Durant la première phase de la trajectoire de Montreux, les séjours individuels d’agrément étaient prépondérants : l’attractivité de la station tenait aux pratiques touristiques possibles dans la station (chemins de fer d’altitude, cures, divertissements, etc.) et surtout dans la combinaison de ces dernières, le tout dans un environnement paysager qui avait en premier lieu permis au territoire de générer des revenus basiques (grâce à sa dimension signifiante). La phase de métamorphose est marquée par la mobilisation de la connaissance signifiante qu’est le paysage comme valeur ajoutée à d’autres desseins. L’argument de vente principal pour les congrès reste le paysage, qui donne un relief signifiant aux attributs fonctionnels que sont la capacité d’hébergement, les salles de réunion, l’accessibilité, etc.
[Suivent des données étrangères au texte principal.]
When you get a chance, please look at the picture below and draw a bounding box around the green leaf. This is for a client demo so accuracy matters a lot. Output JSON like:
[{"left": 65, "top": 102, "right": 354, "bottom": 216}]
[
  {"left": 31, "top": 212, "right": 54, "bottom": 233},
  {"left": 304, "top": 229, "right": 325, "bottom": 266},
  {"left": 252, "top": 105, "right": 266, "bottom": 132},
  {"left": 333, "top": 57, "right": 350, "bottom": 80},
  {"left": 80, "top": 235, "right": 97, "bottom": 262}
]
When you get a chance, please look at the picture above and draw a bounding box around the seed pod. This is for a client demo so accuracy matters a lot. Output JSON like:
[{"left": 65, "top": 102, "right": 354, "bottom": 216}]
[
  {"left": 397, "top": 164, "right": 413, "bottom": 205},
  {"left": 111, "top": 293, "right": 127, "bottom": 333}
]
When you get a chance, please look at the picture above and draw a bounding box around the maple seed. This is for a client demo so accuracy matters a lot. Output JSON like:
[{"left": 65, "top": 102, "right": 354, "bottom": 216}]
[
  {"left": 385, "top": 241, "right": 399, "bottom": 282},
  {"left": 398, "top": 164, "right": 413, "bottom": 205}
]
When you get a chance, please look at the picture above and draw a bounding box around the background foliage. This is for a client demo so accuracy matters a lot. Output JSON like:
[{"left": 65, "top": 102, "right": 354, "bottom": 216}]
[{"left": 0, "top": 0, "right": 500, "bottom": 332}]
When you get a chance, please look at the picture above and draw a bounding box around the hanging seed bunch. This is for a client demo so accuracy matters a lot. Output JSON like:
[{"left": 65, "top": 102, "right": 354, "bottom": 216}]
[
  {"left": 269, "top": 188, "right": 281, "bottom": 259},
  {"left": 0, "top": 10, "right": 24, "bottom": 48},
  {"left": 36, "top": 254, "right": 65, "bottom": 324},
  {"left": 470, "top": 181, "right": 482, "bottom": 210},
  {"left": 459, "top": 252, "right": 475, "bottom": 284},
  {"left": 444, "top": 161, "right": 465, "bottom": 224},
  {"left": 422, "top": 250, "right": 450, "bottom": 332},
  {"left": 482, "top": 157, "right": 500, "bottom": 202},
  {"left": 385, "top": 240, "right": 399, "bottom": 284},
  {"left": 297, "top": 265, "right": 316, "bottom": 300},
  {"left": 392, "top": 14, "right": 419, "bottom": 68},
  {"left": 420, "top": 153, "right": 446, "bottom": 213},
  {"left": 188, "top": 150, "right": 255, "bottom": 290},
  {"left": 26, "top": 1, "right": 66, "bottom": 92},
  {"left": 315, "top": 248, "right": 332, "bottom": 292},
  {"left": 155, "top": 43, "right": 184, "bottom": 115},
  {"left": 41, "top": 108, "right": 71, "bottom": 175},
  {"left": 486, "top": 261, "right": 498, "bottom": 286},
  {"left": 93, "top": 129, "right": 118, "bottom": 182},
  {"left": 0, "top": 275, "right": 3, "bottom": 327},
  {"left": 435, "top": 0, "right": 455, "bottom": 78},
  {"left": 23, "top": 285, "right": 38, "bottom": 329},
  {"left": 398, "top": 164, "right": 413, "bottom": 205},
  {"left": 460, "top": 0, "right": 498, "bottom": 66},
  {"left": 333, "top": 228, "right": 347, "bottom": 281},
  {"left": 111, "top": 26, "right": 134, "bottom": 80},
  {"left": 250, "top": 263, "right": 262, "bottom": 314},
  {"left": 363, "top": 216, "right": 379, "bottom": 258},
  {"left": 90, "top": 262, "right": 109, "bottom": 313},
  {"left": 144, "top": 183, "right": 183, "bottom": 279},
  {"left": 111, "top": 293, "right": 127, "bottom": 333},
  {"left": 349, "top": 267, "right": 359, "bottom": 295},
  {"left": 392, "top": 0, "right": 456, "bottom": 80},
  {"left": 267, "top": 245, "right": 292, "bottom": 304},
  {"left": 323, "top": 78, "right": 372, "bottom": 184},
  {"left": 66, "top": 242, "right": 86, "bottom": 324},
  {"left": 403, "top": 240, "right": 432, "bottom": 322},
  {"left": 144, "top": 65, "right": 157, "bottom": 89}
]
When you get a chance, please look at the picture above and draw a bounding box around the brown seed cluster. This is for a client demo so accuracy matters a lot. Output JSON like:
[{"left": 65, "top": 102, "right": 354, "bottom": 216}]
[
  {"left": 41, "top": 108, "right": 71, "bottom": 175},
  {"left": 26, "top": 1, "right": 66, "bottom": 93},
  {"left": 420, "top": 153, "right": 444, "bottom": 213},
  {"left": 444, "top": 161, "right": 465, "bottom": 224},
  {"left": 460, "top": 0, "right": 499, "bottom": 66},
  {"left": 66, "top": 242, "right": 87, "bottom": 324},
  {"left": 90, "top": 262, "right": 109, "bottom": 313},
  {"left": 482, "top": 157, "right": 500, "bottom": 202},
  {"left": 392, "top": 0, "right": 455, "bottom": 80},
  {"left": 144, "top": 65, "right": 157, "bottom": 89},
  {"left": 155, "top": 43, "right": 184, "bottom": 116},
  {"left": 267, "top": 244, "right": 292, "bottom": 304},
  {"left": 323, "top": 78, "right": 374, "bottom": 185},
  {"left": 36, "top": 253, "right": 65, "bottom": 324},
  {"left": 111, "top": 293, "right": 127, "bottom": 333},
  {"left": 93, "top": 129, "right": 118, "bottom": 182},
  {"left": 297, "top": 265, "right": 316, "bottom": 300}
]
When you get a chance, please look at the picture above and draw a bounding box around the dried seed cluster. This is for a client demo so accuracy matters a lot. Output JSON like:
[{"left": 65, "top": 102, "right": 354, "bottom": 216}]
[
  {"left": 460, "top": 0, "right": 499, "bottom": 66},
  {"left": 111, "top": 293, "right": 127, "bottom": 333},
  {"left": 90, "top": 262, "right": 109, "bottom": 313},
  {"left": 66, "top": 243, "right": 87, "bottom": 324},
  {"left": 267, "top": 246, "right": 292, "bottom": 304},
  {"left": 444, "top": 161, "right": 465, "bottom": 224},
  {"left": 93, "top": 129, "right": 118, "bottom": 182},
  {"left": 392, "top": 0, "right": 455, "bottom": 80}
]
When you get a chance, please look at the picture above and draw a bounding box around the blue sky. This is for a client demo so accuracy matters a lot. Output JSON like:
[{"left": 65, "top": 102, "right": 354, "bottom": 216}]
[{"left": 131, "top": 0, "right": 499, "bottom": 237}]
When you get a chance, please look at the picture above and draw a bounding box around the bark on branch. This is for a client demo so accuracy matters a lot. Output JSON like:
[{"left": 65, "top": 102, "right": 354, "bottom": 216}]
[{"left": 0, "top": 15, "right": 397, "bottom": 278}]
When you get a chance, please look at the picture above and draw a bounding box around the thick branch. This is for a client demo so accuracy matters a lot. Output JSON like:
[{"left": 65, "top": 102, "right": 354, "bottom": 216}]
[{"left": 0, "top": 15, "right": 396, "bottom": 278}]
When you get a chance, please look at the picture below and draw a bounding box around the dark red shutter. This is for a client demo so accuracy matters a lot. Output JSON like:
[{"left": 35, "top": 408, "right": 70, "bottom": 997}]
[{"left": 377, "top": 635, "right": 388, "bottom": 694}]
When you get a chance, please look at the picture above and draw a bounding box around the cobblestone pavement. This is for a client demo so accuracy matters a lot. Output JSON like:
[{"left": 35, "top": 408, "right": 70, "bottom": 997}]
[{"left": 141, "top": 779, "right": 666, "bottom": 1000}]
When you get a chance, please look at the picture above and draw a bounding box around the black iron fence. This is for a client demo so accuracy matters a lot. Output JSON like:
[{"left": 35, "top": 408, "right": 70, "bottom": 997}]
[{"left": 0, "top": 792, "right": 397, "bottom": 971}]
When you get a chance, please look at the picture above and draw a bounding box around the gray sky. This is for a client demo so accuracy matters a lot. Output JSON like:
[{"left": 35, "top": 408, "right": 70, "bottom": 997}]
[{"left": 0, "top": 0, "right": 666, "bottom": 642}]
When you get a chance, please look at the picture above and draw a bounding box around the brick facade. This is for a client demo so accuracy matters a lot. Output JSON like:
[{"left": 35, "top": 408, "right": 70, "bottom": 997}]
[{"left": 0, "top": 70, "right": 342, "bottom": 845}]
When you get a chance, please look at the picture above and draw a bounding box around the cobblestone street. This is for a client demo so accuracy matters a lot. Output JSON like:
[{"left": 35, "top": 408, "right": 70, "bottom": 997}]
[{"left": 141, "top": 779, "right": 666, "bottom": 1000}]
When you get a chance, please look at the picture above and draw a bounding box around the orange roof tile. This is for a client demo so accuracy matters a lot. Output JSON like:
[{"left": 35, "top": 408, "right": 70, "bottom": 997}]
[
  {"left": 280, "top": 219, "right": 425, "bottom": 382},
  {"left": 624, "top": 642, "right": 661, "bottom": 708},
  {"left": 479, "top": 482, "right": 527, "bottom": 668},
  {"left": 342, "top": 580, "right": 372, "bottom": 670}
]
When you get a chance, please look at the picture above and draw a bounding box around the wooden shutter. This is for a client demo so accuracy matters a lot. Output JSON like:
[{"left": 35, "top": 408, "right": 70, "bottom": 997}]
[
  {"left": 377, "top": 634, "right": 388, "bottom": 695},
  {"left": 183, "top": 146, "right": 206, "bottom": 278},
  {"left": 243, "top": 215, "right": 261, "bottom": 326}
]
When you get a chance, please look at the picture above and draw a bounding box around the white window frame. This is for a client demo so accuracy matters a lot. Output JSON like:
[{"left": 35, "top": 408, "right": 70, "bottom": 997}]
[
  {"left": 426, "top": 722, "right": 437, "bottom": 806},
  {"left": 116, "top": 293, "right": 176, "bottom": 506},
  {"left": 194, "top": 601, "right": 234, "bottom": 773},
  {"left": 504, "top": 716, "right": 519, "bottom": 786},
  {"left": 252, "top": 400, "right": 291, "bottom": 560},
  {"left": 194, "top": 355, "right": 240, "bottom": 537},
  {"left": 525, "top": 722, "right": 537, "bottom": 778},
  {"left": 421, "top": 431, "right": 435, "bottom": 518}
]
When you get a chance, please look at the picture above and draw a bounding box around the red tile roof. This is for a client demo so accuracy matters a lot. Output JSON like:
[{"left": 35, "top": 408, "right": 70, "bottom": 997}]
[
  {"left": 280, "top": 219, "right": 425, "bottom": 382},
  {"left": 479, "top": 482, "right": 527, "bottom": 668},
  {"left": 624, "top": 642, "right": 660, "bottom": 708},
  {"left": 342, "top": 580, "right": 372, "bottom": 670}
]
Au-delà des pratiques, le cadre dans lequel elles prennent place tient son importance ; c’est ce qui fait la valeur ajoutée de Montreux par rapport à la concurrence : une clientèle intéressée par les seules fonctions urbaines – c’est-à-dire les propriétés fonctionnelles – n’opère pas le même type de choix en termes de rationalité. Cette clientèle elle veut faire, mais aussi être dans un lieu signifiant agréable à vivre.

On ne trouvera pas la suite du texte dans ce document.